María Paz Gaviria, excandidata al Senado por el Partido Liberal, habló con EL TIEMPO sobre su primera experiencia en la política electoral. Anunció que apoyará la fórmula de Paloma Valencia y Juan Daniel Oviedo en la elección presidencial, pero insistió en que es una postura personal y no del Partido Liberal, que dirige su padre, el expresidente César Gaviria Trujillo.
Tuvo su primera campaña política y recibió casi 60.000 votos, una cifra considerable, pero no le alcanzó, entre otras cosas porque una curul en el Partido Liberal es muy competitiva. ¿Qué le dejó esta experiencia?
Me dejó muchísimo. Una certeza: hay un país listo para una conversación distinta, donde la cultura, la educación y la creatividad son el camino para generar oportunidades y para que Colombia crezca desde el talento de su gente y se una desde la diferencia. Recorrer Colombia, oír a la gente, entender sus preocupaciones reales… eso no se reemplaza. Ahí entendí algo muy claro: hay una Colombia que no está siendo escuchada, que se siente olvidada, incluso invisible. También entendí otra cosa: la política tiene que abrirse a nuevas formas de liderazgo, más conectadas con la realidad del país. La gente quiere una política y un Estado que le funcione. Eso fue lo más valioso. Sí hay espacio para hacer política de manera distinta. Estos casi 60.000 votos, construidos con esfuerzo e independencia, lo demuestran. Esto no termina aquí, a penas comienza.
María Paz Gaviria, candidata al Senado. Foto:X: María Paz Gaviria
Se vienen las presidenciales. El Partido Liberal adelanta reuniones para tomar una decisión sobre el candidato a apoyar. ¿Qué piensa María Paz Gaviria? ¿A quién va a apoyar?
El Partido Liberal aún no ha tomado una decisión. Yo sí tomé la mía, a título personal: apoyar la fórmula de Paloma Valencia y Juan Daniel Oviedo a la Presidencia. Me aparté de la decisión del partido de no acompañar las consultas. Creí —y lo dije en su momento— en ese proceso como una forma de unir corrientes y construir una opción más amplia para el país. Este es un momento que exige recuperar la confianza y ofrecer una alternativa seria frente a la polarización. Veo en esta fórmula ese esfuerzo: convocar, sumar, abrir una conversación distinta. Además, es una fórmula que combina liderazgo político con una visión técnica sólida, con propuestas enfocadas en generar oportunidades, fortalecer la educación y apoyar a quienes emprenden y trabajan. Comparto esa idea de un Estado austero al servicio de la gente: menos burocracia, más capacidad de resolver. Y tiene un valor importante en una mujer a la Presidencia en este momento del país.
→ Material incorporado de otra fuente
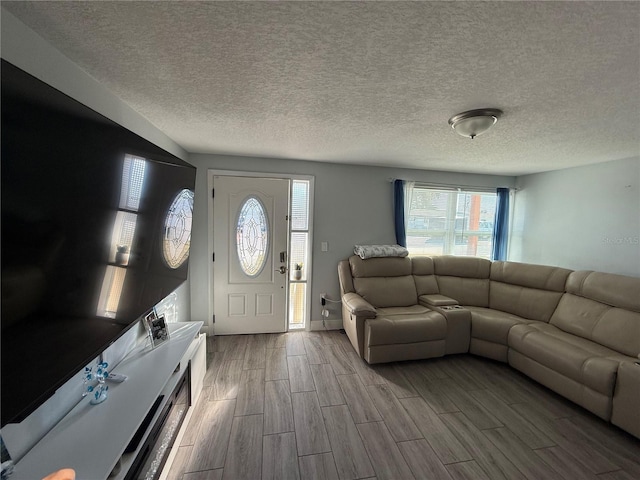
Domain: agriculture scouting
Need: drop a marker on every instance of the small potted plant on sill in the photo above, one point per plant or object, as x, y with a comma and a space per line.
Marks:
297, 271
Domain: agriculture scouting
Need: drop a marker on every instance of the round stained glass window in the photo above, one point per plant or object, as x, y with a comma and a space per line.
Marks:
177, 229
252, 236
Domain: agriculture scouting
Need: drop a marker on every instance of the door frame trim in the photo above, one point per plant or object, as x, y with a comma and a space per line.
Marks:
209, 327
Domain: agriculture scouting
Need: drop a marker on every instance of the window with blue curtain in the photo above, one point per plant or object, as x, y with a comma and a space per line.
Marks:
501, 225
443, 220
398, 212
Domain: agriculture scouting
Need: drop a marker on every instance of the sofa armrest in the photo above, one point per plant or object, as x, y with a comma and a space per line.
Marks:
355, 311
436, 300
358, 306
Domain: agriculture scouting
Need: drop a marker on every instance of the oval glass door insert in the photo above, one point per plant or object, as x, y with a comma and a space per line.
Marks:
176, 240
252, 236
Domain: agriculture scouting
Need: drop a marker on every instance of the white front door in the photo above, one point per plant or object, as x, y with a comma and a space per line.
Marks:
250, 231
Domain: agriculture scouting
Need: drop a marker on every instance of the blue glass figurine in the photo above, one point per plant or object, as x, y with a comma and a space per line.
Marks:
98, 391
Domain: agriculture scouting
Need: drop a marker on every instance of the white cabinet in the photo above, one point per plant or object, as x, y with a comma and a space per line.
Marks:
91, 439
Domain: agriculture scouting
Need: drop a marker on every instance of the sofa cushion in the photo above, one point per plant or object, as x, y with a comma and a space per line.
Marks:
423, 274
405, 328
467, 267
384, 282
465, 279
528, 291
615, 290
492, 325
379, 267
603, 308
387, 291
436, 300
541, 277
408, 310
578, 359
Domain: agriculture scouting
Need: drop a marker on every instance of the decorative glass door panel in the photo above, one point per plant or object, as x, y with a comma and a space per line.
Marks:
250, 246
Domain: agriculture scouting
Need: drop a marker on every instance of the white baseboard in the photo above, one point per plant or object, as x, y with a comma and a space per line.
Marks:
334, 324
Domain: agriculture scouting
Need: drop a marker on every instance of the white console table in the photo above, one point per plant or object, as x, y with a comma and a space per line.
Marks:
91, 439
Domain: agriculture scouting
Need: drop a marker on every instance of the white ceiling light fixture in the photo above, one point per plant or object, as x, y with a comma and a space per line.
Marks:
474, 122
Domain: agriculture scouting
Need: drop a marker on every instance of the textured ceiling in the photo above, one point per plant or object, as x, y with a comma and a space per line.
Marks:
368, 82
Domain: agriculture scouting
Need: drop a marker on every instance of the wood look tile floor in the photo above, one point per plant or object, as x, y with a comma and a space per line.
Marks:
303, 405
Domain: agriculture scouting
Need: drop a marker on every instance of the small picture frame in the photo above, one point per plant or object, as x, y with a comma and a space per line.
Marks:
158, 332
148, 318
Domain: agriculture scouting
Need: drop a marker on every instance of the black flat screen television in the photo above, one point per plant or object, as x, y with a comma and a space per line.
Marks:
95, 231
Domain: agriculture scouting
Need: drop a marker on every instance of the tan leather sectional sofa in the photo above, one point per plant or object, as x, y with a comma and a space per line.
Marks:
576, 332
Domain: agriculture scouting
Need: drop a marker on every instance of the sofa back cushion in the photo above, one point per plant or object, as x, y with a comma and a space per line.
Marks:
527, 290
385, 281
602, 307
424, 275
345, 278
465, 279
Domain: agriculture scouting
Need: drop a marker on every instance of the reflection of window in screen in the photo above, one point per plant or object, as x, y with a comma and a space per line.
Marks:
122, 234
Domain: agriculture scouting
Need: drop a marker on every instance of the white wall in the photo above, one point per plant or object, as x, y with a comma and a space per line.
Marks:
353, 205
584, 218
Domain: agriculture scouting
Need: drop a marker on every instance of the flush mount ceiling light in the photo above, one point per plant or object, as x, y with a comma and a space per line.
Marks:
474, 122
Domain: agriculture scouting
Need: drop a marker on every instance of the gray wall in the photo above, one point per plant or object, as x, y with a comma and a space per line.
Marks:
353, 205
584, 218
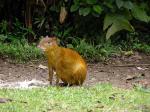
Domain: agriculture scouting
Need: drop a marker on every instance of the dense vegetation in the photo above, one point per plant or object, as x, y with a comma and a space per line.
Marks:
96, 28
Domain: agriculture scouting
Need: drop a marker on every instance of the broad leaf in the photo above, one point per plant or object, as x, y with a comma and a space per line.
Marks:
74, 7
128, 5
91, 2
97, 9
84, 11
140, 14
119, 3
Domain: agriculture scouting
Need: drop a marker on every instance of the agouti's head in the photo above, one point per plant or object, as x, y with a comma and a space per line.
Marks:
47, 42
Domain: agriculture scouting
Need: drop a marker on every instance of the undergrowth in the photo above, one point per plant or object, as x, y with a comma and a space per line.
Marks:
19, 51
100, 98
22, 51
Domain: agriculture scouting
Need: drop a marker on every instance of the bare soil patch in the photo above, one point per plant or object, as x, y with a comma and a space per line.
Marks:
124, 71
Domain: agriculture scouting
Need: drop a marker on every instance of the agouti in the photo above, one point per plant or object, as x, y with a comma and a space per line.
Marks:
69, 66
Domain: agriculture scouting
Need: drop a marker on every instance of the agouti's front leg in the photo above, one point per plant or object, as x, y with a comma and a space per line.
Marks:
50, 75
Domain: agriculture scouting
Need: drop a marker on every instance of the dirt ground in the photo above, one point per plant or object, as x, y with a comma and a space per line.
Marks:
123, 71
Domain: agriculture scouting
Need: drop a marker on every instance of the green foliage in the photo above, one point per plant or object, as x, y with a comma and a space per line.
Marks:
93, 52
19, 50
117, 14
115, 24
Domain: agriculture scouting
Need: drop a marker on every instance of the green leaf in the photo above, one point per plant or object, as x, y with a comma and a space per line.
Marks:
91, 2
119, 3
140, 14
116, 23
128, 5
74, 7
97, 9
84, 11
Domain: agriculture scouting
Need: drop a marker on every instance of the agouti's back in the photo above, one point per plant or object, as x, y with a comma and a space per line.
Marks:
70, 67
Paloma Valencia y Juan Daniel Oviedo. Foto:CEET
¿Y esa es la postura de la Casa Gaviria?
No. Es una decisión personal, es de María Paz. Cada generación tiene que construir su propio camino, con independencia y en diálogo con lo que está viviendo el país. Pero sí que creo que el liberalismo, dentro de las opciones que hoy existen, puede encontrar en esta fórmula coincidencias en lo esencial —instituciones, libertades y oportunidades— aun cuando no haya acuerdo en todo. No hay convergencia total, y no la voy a fingir. Lo que sí creo es que hoy el país necesita construir mayorías alrededor de mínimos democráticos. Veo una señal de ampliación real: una fórmula que busca hablar también al centro y a quienes no se sienten representados por los extremos. Ahí está su valor: en la capacidad de sumar desde la diferencia. Eso es profundamente liberal.
César Gaviria en la presentación de su libro, Entrelazados Foto:Partido. Liberal
Independientemente de quien llegue a la Casa de Nariño, ¿cuál es su llamado para el próximo Presidente?
Que tenga la capacidad de unir al país. Colombia necesita volver a creer. Un proyecto común, oportunidades desde el talento de su gente, y un Estado que funcione: más eficiencia, menos despilfarro, seguridad que se sienta en la calle y un sistema de salud que responda, sin improvisación. Y, sobre todo, respeto por las instituciones y por la Constitución. Sin instituciones fuertes y sin confianza, no hay futuro posible para Colombia.